Tan cerca el uno del otro, tanto que podían sentir su aliento cálido, Gabriel extendió su mano a su rostro, deteniéndose a un centímetro de sus mejillas ruborizadas y su calor incitante. Descendió lentamente por su cuello sin tocarla, como si dibujara su aura blanca, descendió por sus hombros desnudos, sus brazos frágiles que ocultaban una fuerza imparable, hasta sus manos sobre las cuales rindió el deseo sofocado. Recorrió con la punta de los dedos sus manos frías al tacto que disparaban una sensación electrizante a través de cada célula de su piel; quizá no fuera apropiado, pero en ese instante no importaba.
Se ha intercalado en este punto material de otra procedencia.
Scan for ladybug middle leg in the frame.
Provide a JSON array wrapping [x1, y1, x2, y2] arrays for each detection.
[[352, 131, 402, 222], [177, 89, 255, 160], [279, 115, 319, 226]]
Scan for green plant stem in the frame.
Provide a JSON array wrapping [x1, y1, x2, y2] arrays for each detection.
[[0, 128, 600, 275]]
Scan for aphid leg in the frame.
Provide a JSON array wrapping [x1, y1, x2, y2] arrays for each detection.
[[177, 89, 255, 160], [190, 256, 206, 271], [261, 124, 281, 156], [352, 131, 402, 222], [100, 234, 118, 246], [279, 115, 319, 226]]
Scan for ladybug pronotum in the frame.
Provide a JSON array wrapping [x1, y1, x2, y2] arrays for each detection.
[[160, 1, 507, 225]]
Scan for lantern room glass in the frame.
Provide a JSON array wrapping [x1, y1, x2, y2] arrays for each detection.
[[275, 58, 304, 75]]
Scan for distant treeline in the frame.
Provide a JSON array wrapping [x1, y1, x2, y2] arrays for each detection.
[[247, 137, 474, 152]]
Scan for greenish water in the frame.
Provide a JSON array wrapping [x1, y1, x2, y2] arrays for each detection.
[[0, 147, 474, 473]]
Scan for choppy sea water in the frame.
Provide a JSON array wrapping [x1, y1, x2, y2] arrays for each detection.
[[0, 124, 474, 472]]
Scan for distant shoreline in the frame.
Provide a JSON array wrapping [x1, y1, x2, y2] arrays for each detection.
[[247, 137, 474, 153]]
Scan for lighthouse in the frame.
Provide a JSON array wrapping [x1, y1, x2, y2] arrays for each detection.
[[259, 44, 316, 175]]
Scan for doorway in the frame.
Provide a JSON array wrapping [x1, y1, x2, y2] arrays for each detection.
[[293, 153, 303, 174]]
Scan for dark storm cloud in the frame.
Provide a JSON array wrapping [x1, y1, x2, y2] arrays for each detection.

Tanteando suavemente su piel liberó finalmente, del abrazo de sus dedos helados, el objeto preciado. Acarició entre sus palmas el tacto lizo y áspero de una hoja de papel que albergaba en su interior la última carta que ella escribió para él y un pequeña esfera envuelta en metálico; extrajo el preciado objeto de entre sus dedos y con sofocada ansiedad abrió el pequeño regalo. Grande fue su sorpresa al encontrar entre sus dedos una suave esfera de color castaño rojizo, sentía como lentamente se derretía, su aroma dulce y su compleción cremosa delataba su identidad pecaminosa, chocolate, manjar de dioses, creación humana. Sintió su textura fundirse con el calor de las yemas de sus dedos, temió sinceramente perder para siempre aquel objeto, y antes de llevarlo por completo a su boca observó los ojos ávidos de su Lila con los labios entreabiertos.

Aroma dulce, manjar de dioses; rozó suavemente los labios de la muchacha, impregnándolos con su aroma, depositándolo entre sus labios rojos, atrapado entre sus dientes blancos, y su cuerpo prisionero de un cruel encanto.

Cedió a la tentación y probó el manjar en sus labios, su roce cálido, el sabor dulce fundiéndose en sus bocas, deslizándose suavemente entre sus dientes, su lengua ansiosa, danzante y vigorosa, la sensación húmeda y extasiante del chocolate fundiéndose en un toque ardiente, en un abrazo exigente, sin tiempo y sin aire, en el que Lila moría lentamente, una muerte asfixiante, dulce y dolorosa, donde deseaba nadar eternamente.

Cuando se separaron ambos sonrieron, él con una familiaridad y calidez  tal, que disipó todo rastro de duda y miedo en su corazón.

—Hola Lila

—Hola Gabriel, mi nombre es Liliana.